I think mrkeen is talking about a failure when handling a failure. E.g. when a cancellation step fails, what do you do?
The answer is, you model those as well and work out what to do. But it's more messy than you might think if you just model the first-order failure paths.
I disagree, and here's why. There are basically two reasons a cancellation step would fail.
1. A misunderstanding of the business rules. In the flight example, you thought that were flights were cancellable, but actually the airline only offers nonrefundable seats.
2. System type errors, e.g. network outages.
If you get a type 1 failure, that's an error that gets ingested in your error monitoring service, and is a bug that needs to be fixed. If you get a type 2 failure, idempotent cancellation (which is necessary for this work) will eventually get you to your desired state. Either way, you shouldn't need to model deeper into the state graph.

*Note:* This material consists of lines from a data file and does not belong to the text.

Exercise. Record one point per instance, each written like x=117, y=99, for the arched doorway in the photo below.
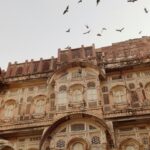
x=78, y=146
x=130, y=144
x=77, y=132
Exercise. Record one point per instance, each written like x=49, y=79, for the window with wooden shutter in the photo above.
x=28, y=107
x=106, y=98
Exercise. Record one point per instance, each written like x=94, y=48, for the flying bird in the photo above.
x=132, y=1
x=66, y=10
x=140, y=32
x=80, y=1
x=87, y=32
x=120, y=30
x=99, y=34
x=97, y=1
x=87, y=26
x=68, y=30
x=145, y=9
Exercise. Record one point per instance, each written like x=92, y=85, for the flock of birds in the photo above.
x=103, y=29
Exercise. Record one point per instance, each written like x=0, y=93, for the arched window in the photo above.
x=77, y=95
x=19, y=71
x=130, y=147
x=40, y=106
x=91, y=91
x=28, y=105
x=45, y=66
x=78, y=146
x=9, y=110
x=62, y=95
x=119, y=94
x=147, y=91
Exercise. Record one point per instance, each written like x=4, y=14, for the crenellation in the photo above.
x=87, y=97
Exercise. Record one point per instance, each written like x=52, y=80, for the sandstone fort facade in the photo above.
x=85, y=99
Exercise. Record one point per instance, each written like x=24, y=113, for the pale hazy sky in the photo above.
x=30, y=29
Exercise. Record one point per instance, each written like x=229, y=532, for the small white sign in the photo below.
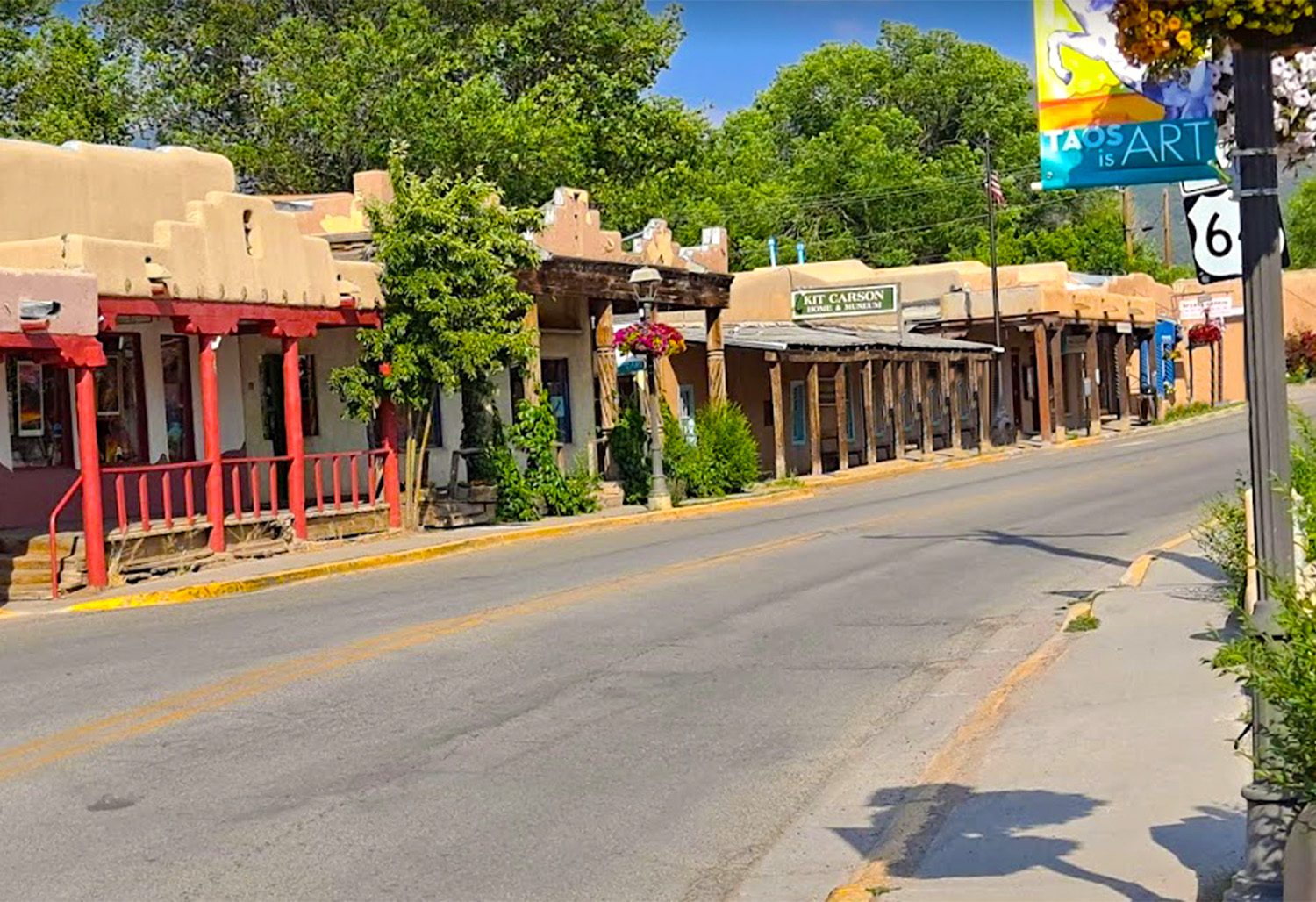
x=1218, y=305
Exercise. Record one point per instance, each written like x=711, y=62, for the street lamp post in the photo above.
x=645, y=282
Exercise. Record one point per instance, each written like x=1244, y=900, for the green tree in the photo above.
x=57, y=81
x=1300, y=226
x=303, y=92
x=873, y=152
x=449, y=254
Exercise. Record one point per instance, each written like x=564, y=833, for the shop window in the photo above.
x=558, y=389
x=120, y=400
x=271, y=399
x=687, y=411
x=39, y=412
x=178, y=397
x=799, y=413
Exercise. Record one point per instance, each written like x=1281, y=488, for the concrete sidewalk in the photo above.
x=1112, y=776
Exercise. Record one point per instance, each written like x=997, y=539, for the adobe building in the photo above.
x=581, y=289
x=1068, y=340
x=823, y=361
x=166, y=344
x=1194, y=302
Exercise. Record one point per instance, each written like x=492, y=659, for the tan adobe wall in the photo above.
x=571, y=228
x=112, y=192
x=75, y=292
x=134, y=228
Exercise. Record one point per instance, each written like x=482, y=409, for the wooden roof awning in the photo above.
x=576, y=276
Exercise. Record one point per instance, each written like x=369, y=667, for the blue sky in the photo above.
x=733, y=47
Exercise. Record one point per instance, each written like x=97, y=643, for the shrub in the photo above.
x=1300, y=354
x=726, y=442
x=541, y=485
x=1223, y=539
x=720, y=462
x=1284, y=673
x=629, y=447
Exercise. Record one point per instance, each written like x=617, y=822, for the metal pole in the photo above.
x=1269, y=809
x=660, y=498
x=1002, y=419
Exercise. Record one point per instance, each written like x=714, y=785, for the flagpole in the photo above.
x=1002, y=419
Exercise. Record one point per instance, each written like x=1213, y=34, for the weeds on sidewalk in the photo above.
x=1084, y=622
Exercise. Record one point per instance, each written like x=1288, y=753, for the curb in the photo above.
x=218, y=589
x=871, y=878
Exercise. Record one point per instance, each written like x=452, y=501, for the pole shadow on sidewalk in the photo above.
x=989, y=834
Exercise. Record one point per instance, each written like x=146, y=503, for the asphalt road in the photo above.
x=633, y=714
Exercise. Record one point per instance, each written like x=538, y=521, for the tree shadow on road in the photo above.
x=1034, y=541
x=949, y=830
x=1210, y=844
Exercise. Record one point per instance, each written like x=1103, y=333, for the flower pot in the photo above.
x=1300, y=856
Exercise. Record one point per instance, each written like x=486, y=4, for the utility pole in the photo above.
x=1165, y=228
x=1126, y=202
x=1268, y=426
x=1002, y=418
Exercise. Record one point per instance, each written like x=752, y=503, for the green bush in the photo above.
x=726, y=440
x=721, y=460
x=1223, y=539
x=629, y=447
x=1284, y=673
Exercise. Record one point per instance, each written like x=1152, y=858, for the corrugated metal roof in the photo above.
x=795, y=336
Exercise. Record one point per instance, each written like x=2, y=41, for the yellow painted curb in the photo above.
x=202, y=591
x=949, y=764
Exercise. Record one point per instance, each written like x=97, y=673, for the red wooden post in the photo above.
x=210, y=379
x=89, y=452
x=295, y=440
x=392, y=488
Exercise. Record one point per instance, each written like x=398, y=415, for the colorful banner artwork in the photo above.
x=1100, y=118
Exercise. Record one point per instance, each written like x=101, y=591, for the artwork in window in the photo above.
x=797, y=413
x=32, y=399
x=110, y=387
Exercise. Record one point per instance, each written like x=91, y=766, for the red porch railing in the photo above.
x=170, y=494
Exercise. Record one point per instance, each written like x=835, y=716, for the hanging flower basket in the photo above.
x=1203, y=333
x=654, y=339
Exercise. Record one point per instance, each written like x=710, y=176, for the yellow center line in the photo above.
x=182, y=706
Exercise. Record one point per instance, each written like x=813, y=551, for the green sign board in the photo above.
x=858, y=300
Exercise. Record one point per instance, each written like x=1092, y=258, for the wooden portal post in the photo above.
x=210, y=379
x=778, y=419
x=1121, y=381
x=1044, y=384
x=1094, y=397
x=924, y=403
x=89, y=459
x=870, y=423
x=1058, y=383
x=957, y=440
x=895, y=383
x=815, y=423
x=842, y=434
x=294, y=440
x=984, y=403
x=605, y=366
x=716, y=355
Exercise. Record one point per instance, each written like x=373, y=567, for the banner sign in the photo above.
x=1100, y=118
x=812, y=303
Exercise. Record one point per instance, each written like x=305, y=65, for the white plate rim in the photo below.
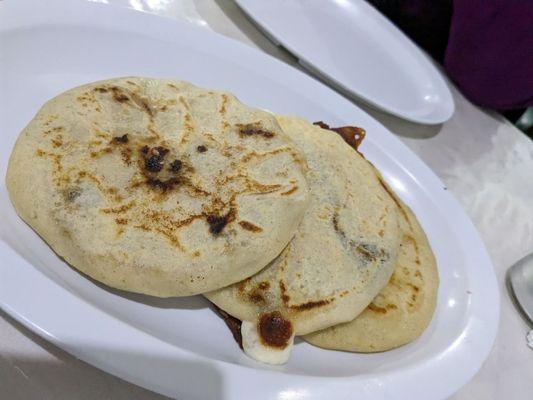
x=447, y=105
x=13, y=301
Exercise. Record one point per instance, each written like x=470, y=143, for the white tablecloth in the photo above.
x=484, y=161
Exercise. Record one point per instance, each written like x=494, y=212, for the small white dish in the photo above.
x=357, y=49
x=179, y=347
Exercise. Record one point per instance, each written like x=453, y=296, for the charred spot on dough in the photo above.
x=256, y=297
x=370, y=252
x=284, y=296
x=352, y=135
x=217, y=223
x=254, y=130
x=120, y=139
x=335, y=222
x=290, y=191
x=71, y=194
x=250, y=227
x=175, y=166
x=274, y=330
x=119, y=95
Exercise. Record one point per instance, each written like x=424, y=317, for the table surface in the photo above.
x=483, y=159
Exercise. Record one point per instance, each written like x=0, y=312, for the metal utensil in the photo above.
x=520, y=277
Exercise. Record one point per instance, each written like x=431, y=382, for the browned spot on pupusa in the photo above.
x=153, y=161
x=274, y=330
x=257, y=294
x=119, y=95
x=250, y=227
x=120, y=139
x=290, y=191
x=254, y=130
x=120, y=209
x=352, y=135
x=256, y=297
x=284, y=296
x=370, y=252
x=71, y=194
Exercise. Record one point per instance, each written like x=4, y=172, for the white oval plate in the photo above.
x=356, y=48
x=179, y=347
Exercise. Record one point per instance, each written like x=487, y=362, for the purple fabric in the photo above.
x=490, y=52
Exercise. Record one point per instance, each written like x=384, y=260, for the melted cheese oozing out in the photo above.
x=254, y=347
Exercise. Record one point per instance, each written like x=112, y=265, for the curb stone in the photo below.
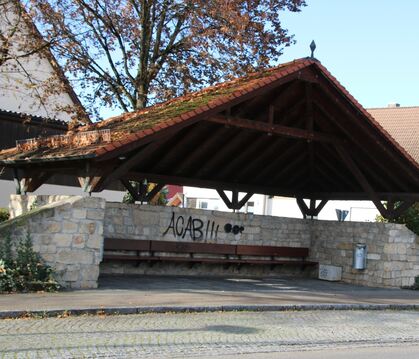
x=196, y=309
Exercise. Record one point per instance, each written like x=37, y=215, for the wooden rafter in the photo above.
x=234, y=203
x=279, y=130
x=219, y=157
x=29, y=180
x=312, y=210
x=252, y=149
x=207, y=145
x=140, y=193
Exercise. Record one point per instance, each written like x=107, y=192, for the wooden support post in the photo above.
x=16, y=180
x=303, y=207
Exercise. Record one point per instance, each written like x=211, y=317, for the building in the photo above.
x=36, y=98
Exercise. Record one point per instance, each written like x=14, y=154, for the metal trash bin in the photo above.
x=360, y=256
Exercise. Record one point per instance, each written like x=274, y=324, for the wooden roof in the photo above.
x=292, y=130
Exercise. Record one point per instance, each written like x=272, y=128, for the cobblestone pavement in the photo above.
x=203, y=334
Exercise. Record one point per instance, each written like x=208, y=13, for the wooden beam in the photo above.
x=261, y=158
x=205, y=146
x=245, y=199
x=129, y=163
x=302, y=206
x=16, y=180
x=219, y=157
x=313, y=211
x=131, y=189
x=225, y=199
x=235, y=199
x=288, y=168
x=283, y=157
x=157, y=188
x=321, y=205
x=183, y=146
x=280, y=130
x=394, y=212
x=242, y=159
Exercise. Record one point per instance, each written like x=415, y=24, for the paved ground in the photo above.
x=174, y=292
x=206, y=335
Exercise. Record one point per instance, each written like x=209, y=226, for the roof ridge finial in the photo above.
x=312, y=48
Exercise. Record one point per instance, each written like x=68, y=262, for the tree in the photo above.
x=131, y=53
x=23, y=70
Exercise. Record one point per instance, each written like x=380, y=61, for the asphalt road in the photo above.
x=307, y=334
x=386, y=352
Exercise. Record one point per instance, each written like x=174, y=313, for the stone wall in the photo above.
x=393, y=251
x=171, y=224
x=68, y=234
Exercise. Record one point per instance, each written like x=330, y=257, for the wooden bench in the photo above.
x=165, y=251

Here's the mind-blowing thing: Temporal handles those type 2 failures for you. So they are the footnote, and then the saga pattern can take up the whole article
You should be able to abort everything at any time and still revert to the old state regardless of external service failures. Even if the database went down you have the initial state queued to be restored when it's back up.
Instead of untangling the mess, just cut the gordian knot and throw a nice error of what failed and what was aborted.
But in the scenario that the Saga pattern handles, you have at least TWO databases, and multiple processes can be modifying them in the meanwhile. It IS a gordian knot and you don't have a known clear place to restore from.
So instead of having a complex logic. Have a simple lambda function that talks to a queue. That's it. It accepts an undo command. You read a command you stuff it in the queue done. No DB, No servers. If you were running this yourself. You will have a simple API (distributed) that does the same to a distributed queue/cache. Done.
Your complex job can now pick up the undo commands from the queue and execute with logic to retry if for some reason it fails.
1. You book a flight. You successfully reserve a seat.
2. You book a car. You successfully reserve a sedan.
3. You try to book a hotel room. The room that you wanted was booked while you were booking your flight, and there aren't any more available.
You obviously don't want the car or flight anymore, and you want to cancel them without a human having to manually fix it.